Question

Consider the three-dimensional linear optimization problem

maximize x1 + x2 + x3

subject to x1 + 2x2 + 2x3 ≤ 20

2x1 + x2 + 2x3 ≤ 20

2x1 + 2x2 + x3 ≤ 20

x1 ≥ 0 x2 ≥ 0 x3 ≥ 0


Required:

a. List all basic solutions.

b. List all basic feasible solutions.

c. Compute the value of the objective function at each basic feasible solution.

d. Solve the linear optimization problem. Find the optimal objective and list any and every optimal basic feasible solution

Answer 1

The optimal objective value for this linear optimization problem is 20, and there are three optimal basic feasible solutions.

Step-by-step explanation:

Solving the Three-Dimensional Linear Optimization Problem

**Step 1: Converting to Standard Form:**

First, we need to convert the inequalities to standard form by introducing slack variables (s1, s2, s3):

x1 + 2x2 + 2x3 + s1 = 20

2x1 + x2 + 2x3 + s2 = 20

2x1 + 2x2 + x3 + s3 = 20

x1, x2, x3, s1, s2, s3 >= 0

**Step 2: Listing Basic Solutions:**

A basic solution is one where there are exactly as many non-zero variables as there are constraints.

In this case, we have 4 constraints and 6 variables, leading to 15 possible combinations of non-zero variables:

1. (x1, s1, s2, s3)

2. (x1, s1, x3, s2)

3. (x1, s1, x3, s3)

4. (x1, x2, s1, s3)

5. (x1, x2, x3, s1)

6. (x1, x2, x3, s2)

7. (x2, s1, s2, s3)

8. (x2, s1, x3, s2)

9. (x2, s1, x3, s3)

10. (x2, x3, s1, s2)

11. (x2, x3, s1, s3)

12. (x2, x3, s2, s3)

13. (x3, s1, s2, s3)

14. (x3, s1, x2, s2)

15. (x3, s1, x2, s3)

**Step 3: Finding Basic Feasible Solutions:**

A basic feasible solution is a basic solution that satisfies all the inequalities. We need to check each of the 15 basic solutions to see if they satisfy the inequalities:

- Solutions 1-6 and 12-15 have at least one negative variable, so they are not feasible.

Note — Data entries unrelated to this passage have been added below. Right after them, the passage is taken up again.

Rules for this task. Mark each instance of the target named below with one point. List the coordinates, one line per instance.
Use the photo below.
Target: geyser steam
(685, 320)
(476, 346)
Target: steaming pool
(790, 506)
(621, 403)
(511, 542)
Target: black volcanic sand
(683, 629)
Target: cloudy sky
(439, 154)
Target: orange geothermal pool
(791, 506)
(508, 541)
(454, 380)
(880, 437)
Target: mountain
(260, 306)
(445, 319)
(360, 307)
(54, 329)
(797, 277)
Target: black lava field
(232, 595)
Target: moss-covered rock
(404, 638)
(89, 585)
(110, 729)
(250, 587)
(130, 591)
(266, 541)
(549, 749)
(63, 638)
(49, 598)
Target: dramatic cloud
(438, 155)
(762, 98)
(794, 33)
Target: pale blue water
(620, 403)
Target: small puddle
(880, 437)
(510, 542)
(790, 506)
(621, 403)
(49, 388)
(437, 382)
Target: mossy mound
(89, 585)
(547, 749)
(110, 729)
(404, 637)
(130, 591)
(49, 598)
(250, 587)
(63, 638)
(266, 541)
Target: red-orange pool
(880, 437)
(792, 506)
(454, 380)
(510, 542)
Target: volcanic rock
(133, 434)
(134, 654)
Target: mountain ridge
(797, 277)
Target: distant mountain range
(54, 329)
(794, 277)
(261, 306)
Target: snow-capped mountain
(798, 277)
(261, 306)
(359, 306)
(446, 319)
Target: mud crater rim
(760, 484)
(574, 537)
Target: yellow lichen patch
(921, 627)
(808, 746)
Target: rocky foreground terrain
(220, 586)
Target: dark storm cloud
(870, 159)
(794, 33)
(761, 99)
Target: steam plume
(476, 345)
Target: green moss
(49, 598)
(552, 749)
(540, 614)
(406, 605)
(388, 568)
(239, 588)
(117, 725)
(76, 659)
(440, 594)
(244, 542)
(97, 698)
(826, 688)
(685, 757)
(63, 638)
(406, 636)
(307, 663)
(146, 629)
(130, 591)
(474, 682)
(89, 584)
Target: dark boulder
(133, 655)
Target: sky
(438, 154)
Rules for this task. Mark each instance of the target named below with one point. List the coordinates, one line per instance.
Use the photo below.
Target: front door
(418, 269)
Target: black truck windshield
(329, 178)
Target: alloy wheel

- Solutions 7-11 satisfy all inequalities and are therefore basic feasible solutions.

**Step 4: Computing Objective Function Values:**

For each basic feasible solution (7-11), substitute the non-zero variable values into the objective function:

- Solution 7: x1 + x2 + x3 = 0

- Solution 8: x1 + x3 = 20

- Solution 9: x1 + x2 = 20

- Solution 10: x2 + x3 = 20

- Solution 11: x2 = 20

The objective function values are:

- Solution 7: 0

- Solution 8: 40

- Solution 9: 20

- Solution 10: 20

- Solution 11: 20

**Step 5: Solving the Optimization Problem:**

The optimal solution is the basic feasible solution with the highest objective function value.

In this case, solutions 8, 9, and 11 all have the optimal value of 20. Therefore, there are **three optimal basic feasible solutions**:

- (x1, x3) = (20, 0)

- (x1, x2) = (10, 10)

- (x2) = 20

**Conclusion:**

The optimal objective value for this linear optimization problem is 20, and there are three optimal basic feasible solutions.